11. Your Rights as a Data Subject
11.1 At any point while we are in possession of, or processing, your personal data, the GDPR provides the following rights for you as a data subject/individual:
– The right to access your personal data, commonly referred to as subject access. You can make a subject access request verbally or in writing (please see section 2.3 for E-ZU Solutions Ltd.’s contact details) and we will respond as soon as we can, but within no longer than one month of the request.
– The right to rectification, to have any inaccurate personal data rectified, or completed if incomplete. You can request this verbally or in writing (please see section 2.3 for E-ZU Solutions Ltd.’s contact details) and we will respond as soon as we can, but within no longer than one month of the request.

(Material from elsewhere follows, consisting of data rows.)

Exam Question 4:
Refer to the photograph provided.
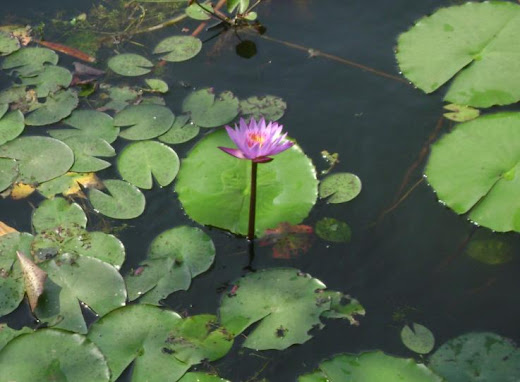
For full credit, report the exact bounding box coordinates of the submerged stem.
[247,161,258,240]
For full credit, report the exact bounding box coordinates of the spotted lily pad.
[114,105,175,141]
[0,104,25,145]
[0,232,33,316]
[0,31,20,56]
[0,136,74,184]
[182,88,239,127]
[298,351,442,382]
[0,329,110,382]
[158,115,200,144]
[320,172,361,203]
[108,53,153,77]
[428,333,520,382]
[397,1,520,107]
[35,253,126,333]
[219,268,331,350]
[125,226,215,304]
[401,322,435,354]
[117,141,180,189]
[2,48,58,77]
[89,179,146,219]
[32,198,87,232]
[175,130,317,236]
[88,304,191,382]
[425,113,520,232]
[25,89,78,126]
[153,36,202,62]
[49,110,119,143]
[240,95,287,121]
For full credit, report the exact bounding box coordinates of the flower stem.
[247,161,258,240]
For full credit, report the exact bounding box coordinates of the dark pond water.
[0,0,520,382]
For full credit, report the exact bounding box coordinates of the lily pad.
[32,198,87,232]
[49,110,119,143]
[2,48,58,77]
[176,130,317,236]
[240,95,287,121]
[125,226,215,304]
[62,136,116,172]
[401,322,435,354]
[117,141,180,190]
[0,31,20,56]
[0,104,25,146]
[0,232,33,316]
[316,218,352,243]
[219,268,330,350]
[182,88,239,127]
[114,104,175,141]
[108,53,153,77]
[35,253,126,333]
[0,136,74,184]
[0,158,18,192]
[428,333,520,382]
[158,115,200,145]
[25,89,78,126]
[0,329,110,382]
[298,351,442,382]
[21,65,72,97]
[89,179,146,219]
[166,314,233,365]
[88,304,191,382]
[396,1,520,107]
[320,172,361,203]
[153,36,202,62]
[425,113,520,232]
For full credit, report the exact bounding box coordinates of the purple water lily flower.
[219,118,294,163]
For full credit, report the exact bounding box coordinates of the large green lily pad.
[89,179,146,219]
[0,232,33,316]
[108,53,153,77]
[153,36,202,62]
[0,104,25,145]
[88,304,191,382]
[117,141,180,189]
[182,88,239,127]
[125,226,215,304]
[35,253,126,333]
[32,198,87,232]
[219,268,331,350]
[114,105,175,141]
[425,113,520,232]
[396,1,520,107]
[49,110,119,143]
[25,89,78,126]
[175,130,317,236]
[428,333,520,382]
[2,48,58,77]
[298,351,442,382]
[0,136,74,184]
[0,329,110,382]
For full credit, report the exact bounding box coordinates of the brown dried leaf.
[16,251,47,312]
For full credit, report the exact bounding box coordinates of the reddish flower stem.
[247,161,258,241]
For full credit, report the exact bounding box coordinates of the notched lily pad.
[108,53,153,77]
[153,36,202,62]
[89,179,146,219]
[182,88,239,127]
[319,172,361,203]
[117,141,180,189]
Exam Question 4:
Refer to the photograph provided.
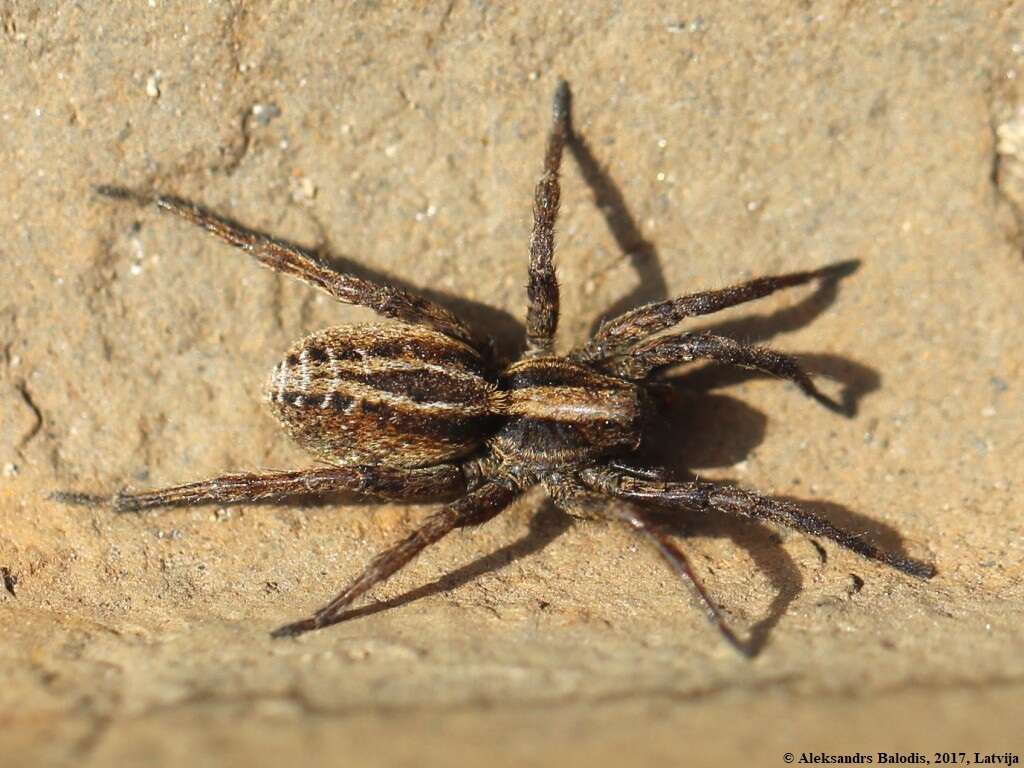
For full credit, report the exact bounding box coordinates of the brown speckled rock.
[0,0,1024,768]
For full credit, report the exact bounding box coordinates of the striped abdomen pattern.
[267,324,495,467]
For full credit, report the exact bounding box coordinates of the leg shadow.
[338,499,572,622]
[671,354,882,421]
[566,131,668,334]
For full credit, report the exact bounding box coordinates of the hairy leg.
[526,81,570,354]
[272,482,518,637]
[621,507,753,656]
[96,185,475,345]
[544,476,752,656]
[602,333,848,414]
[571,261,858,361]
[580,469,935,579]
[51,464,466,512]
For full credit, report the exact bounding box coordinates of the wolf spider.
[55,82,934,653]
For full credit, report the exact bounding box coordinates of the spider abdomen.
[267,324,495,467]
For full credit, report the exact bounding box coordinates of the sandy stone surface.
[0,0,1024,767]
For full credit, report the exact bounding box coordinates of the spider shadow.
[565,130,669,327]
[329,499,572,623]
[641,378,929,655]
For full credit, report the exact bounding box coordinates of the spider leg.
[580,469,935,579]
[569,261,859,362]
[526,80,570,355]
[602,333,849,416]
[271,482,518,637]
[544,476,753,656]
[50,464,466,512]
[618,507,754,657]
[96,185,475,345]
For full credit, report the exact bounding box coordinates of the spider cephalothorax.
[55,83,935,652]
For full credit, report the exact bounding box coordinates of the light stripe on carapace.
[267,324,496,467]
[489,357,644,470]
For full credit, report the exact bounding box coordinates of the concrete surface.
[0,0,1024,766]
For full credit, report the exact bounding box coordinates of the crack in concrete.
[15,380,44,454]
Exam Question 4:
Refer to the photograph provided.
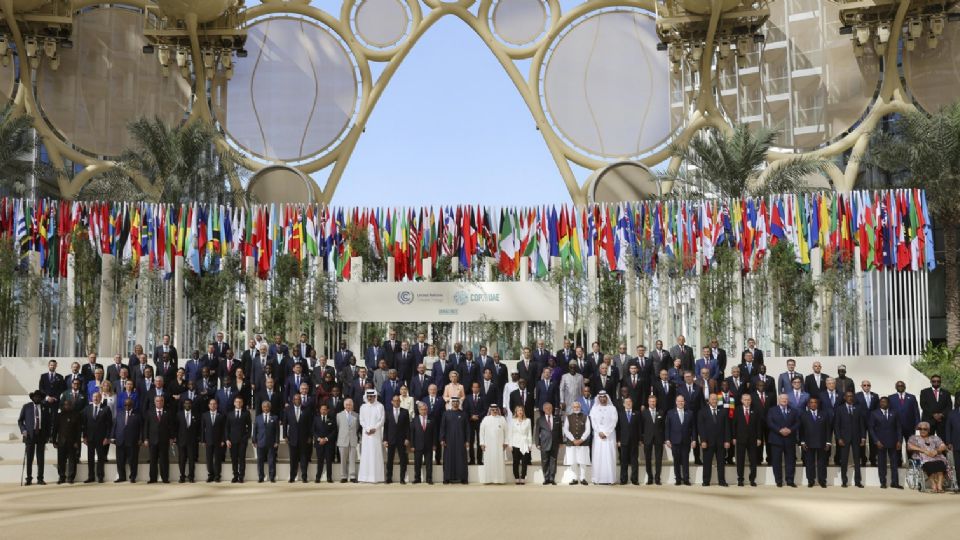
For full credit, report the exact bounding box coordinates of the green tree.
[867,101,960,347]
[664,124,825,198]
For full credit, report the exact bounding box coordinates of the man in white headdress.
[480,403,507,484]
[357,389,386,484]
[563,401,590,486]
[590,390,620,484]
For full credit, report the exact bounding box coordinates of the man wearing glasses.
[856,380,880,467]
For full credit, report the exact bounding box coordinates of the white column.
[97,253,117,358]
[584,255,607,348]
[20,251,41,357]
[173,255,187,351]
[60,253,77,356]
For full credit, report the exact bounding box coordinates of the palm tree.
[867,101,960,347]
[664,124,824,198]
[81,118,243,203]
[0,103,34,197]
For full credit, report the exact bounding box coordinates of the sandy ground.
[0,482,960,540]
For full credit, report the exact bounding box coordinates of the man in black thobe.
[440,398,468,484]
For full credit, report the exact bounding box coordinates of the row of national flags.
[0,189,936,279]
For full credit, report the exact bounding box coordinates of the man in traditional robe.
[440,397,469,484]
[563,400,590,486]
[357,390,386,484]
[480,403,507,484]
[590,390,619,484]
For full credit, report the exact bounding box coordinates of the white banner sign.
[337,281,560,322]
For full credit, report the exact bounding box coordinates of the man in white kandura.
[480,403,507,484]
[563,401,590,486]
[590,390,619,484]
[357,390,386,484]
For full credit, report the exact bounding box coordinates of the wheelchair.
[905,459,958,493]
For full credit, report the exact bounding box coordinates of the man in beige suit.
[337,398,360,484]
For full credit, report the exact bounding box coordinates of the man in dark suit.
[803,361,830,396]
[380,328,400,368]
[750,379,777,464]
[740,338,763,366]
[175,399,200,484]
[651,369,677,417]
[890,381,920,460]
[510,378,536,419]
[463,383,487,465]
[920,375,953,438]
[313,403,337,484]
[223,397,251,484]
[867,397,903,489]
[37,360,67,416]
[383,395,410,484]
[200,399,227,482]
[282,394,313,484]
[533,402,563,486]
[697,394,730,487]
[730,394,763,487]
[17,390,53,486]
[856,380,880,467]
[110,398,143,483]
[640,394,665,486]
[800,397,833,488]
[617,396,643,486]
[409,400,436,485]
[82,392,113,484]
[251,402,280,483]
[153,334,179,370]
[833,392,867,487]
[664,395,696,486]
[141,396,174,484]
[670,336,695,371]
[767,394,800,487]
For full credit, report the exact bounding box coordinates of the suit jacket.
[803,373,829,396]
[82,402,113,444]
[887,392,920,435]
[640,410,667,445]
[534,414,563,452]
[223,408,251,444]
[337,411,360,447]
[867,408,900,448]
[664,409,697,446]
[110,410,143,446]
[697,405,732,447]
[140,406,174,446]
[833,403,867,446]
[313,412,337,447]
[920,387,953,422]
[17,401,53,444]
[284,405,314,446]
[617,409,649,448]
[767,406,800,446]
[730,405,764,446]
[198,410,227,446]
[175,409,200,446]
[251,412,280,448]
[409,413,436,452]
[800,411,833,449]
[383,405,410,446]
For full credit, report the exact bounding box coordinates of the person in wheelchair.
[907,422,947,493]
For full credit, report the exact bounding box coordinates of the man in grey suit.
[250,401,280,482]
[534,402,563,486]
[337,398,360,484]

– The right to erasure, also known as ‘the right to be forgotten’ means you can request to have any personal data erased. Individuals can request this verbally or in writing (please see section 2.3 for E-ZU Solutions Ltd.’s contact details) and we will respond as soon as we can, but within no longer than one month of the request.
– The right to the restriction or the suppression of personal data in certain circumstances. When processing is restricted, we retain the right to store personal data, but not use it. You can request this verbally or in writing (please see section 2.3 for E-ZU Solutions Ltd.’s contact details) and we will respond as soon as we can, but within no longer than one month of the request.
– The right to data portability allows individuals to obtain and reuse their personal data for their own purposes across different services. This right only applies to information an individual has provided to a controller.
– The right to object to the processing of personal data in certain circumstances. You have an absolute right to stop your data being used for direct marketing. An individual can make an objection verbally or in writing (please see section 2.3 for E-ZU Solutions Ltd.’s contact details). We have up to one month to respond to an objection, however we include an instant opt-out link on any piece of digital direct marketing we send out, meaning those particular objections are processed and adhered to within 1 hour of receiving them.
– The right to withdraw consent at any time. Where we have obtained explicit consent to process your personal data, that consent can be withdrawn any time by you, the data subject (please see section 2.3 for E-ZU Solutions Ltd.’s contact details). Where this applies to direct marketing and promotional contact, we will always offer an easy method for you to withdraw consent.
– The right to lodge a complaint with a supervisory authority about the use of your personal data. You have the right to complain to E-ZU Solutions Ltd (contact information can be found in section 2.3), and directly with the supervisory authority, the Information Commissioners Office (for more information please visit https://ico.org.uk).
– Rights in relation to automated decision making and profiling. The GDPR has additional rules on automated individual decision making (without any human involvement) and profiling (automated processing of personal data to evaluate certain things about an individual). These rules relate to automated decision making that has legal or similarly significant effects on a data subject. We do not undertake anything that would fall under this categorisation without human involvement.